There are already neural implants undergoing clinical trials. But these need to be connected to a computer that decodes the brain signals outside the body.
Permanent openings in the skull are also necessary for the wires to reach the brain, increasing the risk of infection.
Wireless prototypes, on the other hand, have so far suffered from a lack of accuracy.
The chip from the NTU team is, however, able to transmit the brain signals wirelessly with an accuracy of 95 per cent, said lead researcher Arindam Basu.
A paper on the invention was published in the journal IEEE Transactions on Biomedical Circuits and Systems last month.
For the immediate future, the NTU team is looking to use the chip for security purposes, as it is designed to analyse data patterns and spot any abnormal or unusual patterns. NTU has partnered Singapore Technologies Electronics to test it in wireless surveillance cameras, to allow the cameras to run for a month without recharging - five times longer than those now on the market.
As the chip is also able to compress the data it decodes before transmitting it to an external receiver, it requires much less energy to power it, added Dr Basu.
It will need to be recharged wirelessly - done by placing a charger on the patient's head, above where the chip is - only every 11/2 days instead of every seven hours, as required by current neural implants.
Elsewhere, researchers have also been making waves with their efforts to help the disabled to move again.
An Australian-made bionic spine will enter human trials next year, and it also promises the ability to move bionic limbs with thoughts.
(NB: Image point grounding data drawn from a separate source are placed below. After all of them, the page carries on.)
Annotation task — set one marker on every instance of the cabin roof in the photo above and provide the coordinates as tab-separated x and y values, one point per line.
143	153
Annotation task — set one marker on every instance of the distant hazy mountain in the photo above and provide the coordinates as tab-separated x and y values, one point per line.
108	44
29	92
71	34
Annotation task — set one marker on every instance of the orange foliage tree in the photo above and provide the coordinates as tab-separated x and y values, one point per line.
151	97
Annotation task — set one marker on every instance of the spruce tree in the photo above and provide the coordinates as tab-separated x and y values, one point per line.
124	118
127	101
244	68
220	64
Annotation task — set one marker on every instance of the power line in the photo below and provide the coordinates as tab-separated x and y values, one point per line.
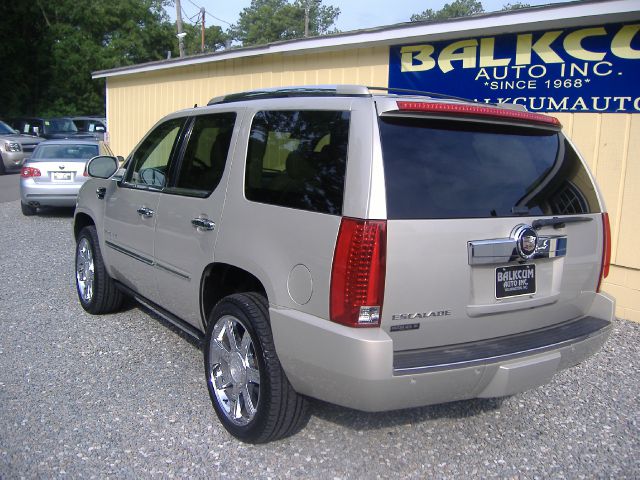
207	13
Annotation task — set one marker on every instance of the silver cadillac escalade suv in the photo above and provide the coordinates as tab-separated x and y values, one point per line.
374	251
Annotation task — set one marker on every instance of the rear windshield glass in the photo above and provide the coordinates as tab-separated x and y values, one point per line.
68	152
60	125
453	169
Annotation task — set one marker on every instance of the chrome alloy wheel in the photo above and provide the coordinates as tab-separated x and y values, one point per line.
85	270
234	371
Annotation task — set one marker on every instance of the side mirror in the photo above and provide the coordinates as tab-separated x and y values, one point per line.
102	166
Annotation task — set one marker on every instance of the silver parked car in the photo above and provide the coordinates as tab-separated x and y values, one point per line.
14	148
374	251
55	172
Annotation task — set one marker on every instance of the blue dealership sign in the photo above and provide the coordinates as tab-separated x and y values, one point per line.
589	69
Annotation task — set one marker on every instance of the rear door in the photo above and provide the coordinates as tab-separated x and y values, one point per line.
464	259
131	207
189	213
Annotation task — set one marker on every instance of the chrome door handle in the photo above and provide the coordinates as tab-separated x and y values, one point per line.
203	223
145	212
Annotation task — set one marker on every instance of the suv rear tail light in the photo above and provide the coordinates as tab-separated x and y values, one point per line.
358	273
27	172
478	110
606	249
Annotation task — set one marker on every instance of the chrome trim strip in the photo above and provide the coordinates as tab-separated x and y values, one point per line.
146	261
590	327
185	327
170	270
129	253
503	250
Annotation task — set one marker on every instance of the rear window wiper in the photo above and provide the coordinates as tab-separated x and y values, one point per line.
558	222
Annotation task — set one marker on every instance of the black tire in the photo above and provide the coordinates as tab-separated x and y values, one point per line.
280	410
105	296
28	210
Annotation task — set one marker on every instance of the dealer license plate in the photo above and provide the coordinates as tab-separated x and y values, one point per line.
515	280
62	175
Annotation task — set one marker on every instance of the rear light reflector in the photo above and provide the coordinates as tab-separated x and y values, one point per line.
358	273
28	172
478	110
606	249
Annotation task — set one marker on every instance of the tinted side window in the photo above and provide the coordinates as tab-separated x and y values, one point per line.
448	169
149	163
206	154
298	159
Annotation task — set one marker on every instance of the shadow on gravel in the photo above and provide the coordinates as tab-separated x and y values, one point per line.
357	420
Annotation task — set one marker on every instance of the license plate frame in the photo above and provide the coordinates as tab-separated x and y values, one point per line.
62	176
515	281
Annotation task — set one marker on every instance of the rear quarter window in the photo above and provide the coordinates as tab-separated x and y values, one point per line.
297	159
455	169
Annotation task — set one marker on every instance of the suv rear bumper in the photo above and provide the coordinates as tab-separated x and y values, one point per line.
355	367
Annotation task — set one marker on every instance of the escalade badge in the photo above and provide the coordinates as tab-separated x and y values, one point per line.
526	241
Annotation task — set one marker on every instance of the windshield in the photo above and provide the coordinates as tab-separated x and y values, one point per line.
454	169
6	129
64	152
60	125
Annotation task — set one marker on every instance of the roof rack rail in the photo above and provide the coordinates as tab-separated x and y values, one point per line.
286	92
423	93
510	106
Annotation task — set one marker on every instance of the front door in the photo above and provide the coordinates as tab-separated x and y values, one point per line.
189	213
131	210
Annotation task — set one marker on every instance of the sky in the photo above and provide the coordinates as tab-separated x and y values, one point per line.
354	14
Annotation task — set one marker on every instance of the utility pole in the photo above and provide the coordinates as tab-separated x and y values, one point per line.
180	33
202	43
306	18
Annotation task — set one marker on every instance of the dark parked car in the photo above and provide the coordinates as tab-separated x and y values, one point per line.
92	125
49	128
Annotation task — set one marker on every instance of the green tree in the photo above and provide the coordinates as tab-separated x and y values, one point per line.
266	21
455	9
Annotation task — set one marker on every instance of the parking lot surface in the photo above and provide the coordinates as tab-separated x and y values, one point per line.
9	187
123	394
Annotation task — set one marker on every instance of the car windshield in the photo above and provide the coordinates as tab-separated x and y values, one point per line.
449	169
65	152
60	125
6	129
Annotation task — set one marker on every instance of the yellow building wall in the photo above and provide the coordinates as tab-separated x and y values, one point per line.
136	102
610	143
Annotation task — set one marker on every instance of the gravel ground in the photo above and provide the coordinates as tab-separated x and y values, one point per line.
84	396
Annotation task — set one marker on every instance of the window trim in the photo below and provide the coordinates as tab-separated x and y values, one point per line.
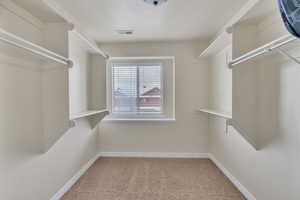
109	62
137	114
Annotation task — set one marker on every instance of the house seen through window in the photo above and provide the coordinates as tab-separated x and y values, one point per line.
137	89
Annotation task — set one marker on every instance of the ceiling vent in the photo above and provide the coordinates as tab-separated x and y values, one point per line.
155	2
125	32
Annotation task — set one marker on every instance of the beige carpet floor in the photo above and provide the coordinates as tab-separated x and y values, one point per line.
153	179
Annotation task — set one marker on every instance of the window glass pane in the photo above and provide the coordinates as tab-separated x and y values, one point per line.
149	89
137	89
124	89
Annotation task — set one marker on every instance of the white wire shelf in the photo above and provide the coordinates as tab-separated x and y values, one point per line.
216	113
274	45
16	41
222	41
87	114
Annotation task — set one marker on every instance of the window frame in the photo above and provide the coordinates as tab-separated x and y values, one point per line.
170	115
129	115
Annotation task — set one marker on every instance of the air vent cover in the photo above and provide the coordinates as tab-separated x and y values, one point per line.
125	32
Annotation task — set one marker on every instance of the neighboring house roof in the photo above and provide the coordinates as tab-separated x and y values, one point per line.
153	92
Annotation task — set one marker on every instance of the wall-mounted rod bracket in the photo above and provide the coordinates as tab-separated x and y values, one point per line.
228	123
281	51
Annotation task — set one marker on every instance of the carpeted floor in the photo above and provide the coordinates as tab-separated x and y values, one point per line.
153	179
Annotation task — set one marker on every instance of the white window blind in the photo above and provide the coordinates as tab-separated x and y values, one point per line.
137	88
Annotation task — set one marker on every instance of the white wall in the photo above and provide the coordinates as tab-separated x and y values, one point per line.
189	133
273	171
26	172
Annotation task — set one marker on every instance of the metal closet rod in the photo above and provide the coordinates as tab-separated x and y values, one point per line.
38	50
265	49
95	48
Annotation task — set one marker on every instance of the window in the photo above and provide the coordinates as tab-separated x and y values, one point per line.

This involves putting a small stent into the brain through the jugular vein in the neck.
Dr Basu believes, however, that the NTU chip could work quicker.
He said it records brain signals with 10 times more bandwidth, and is therefore processing more data from the brain.
Human trials will take time, though, he added, noting that it could take at least a decade before the chip is tested in neural implants in people.
For the immediate future, the team is looking to use the chip for security purposes, as it is designed to analyse data patterns and spot any abnormal or unusual patterns.
NTU has partnered Singapore Technologies Electronics to test it in wireless surveillance cameras, to allow the cameras to run for a month without recharging - five times longer than those now on the market.
Instead of sending an entire stream of recorded images, the chip is able to represent them in text. For example, it will send a message to the command centre saying that two lorries drove past in the last three hours instead of sending three hours of footage. Visuals can then be extracted if needed.
Field trials on the camera will take place at the end of the year.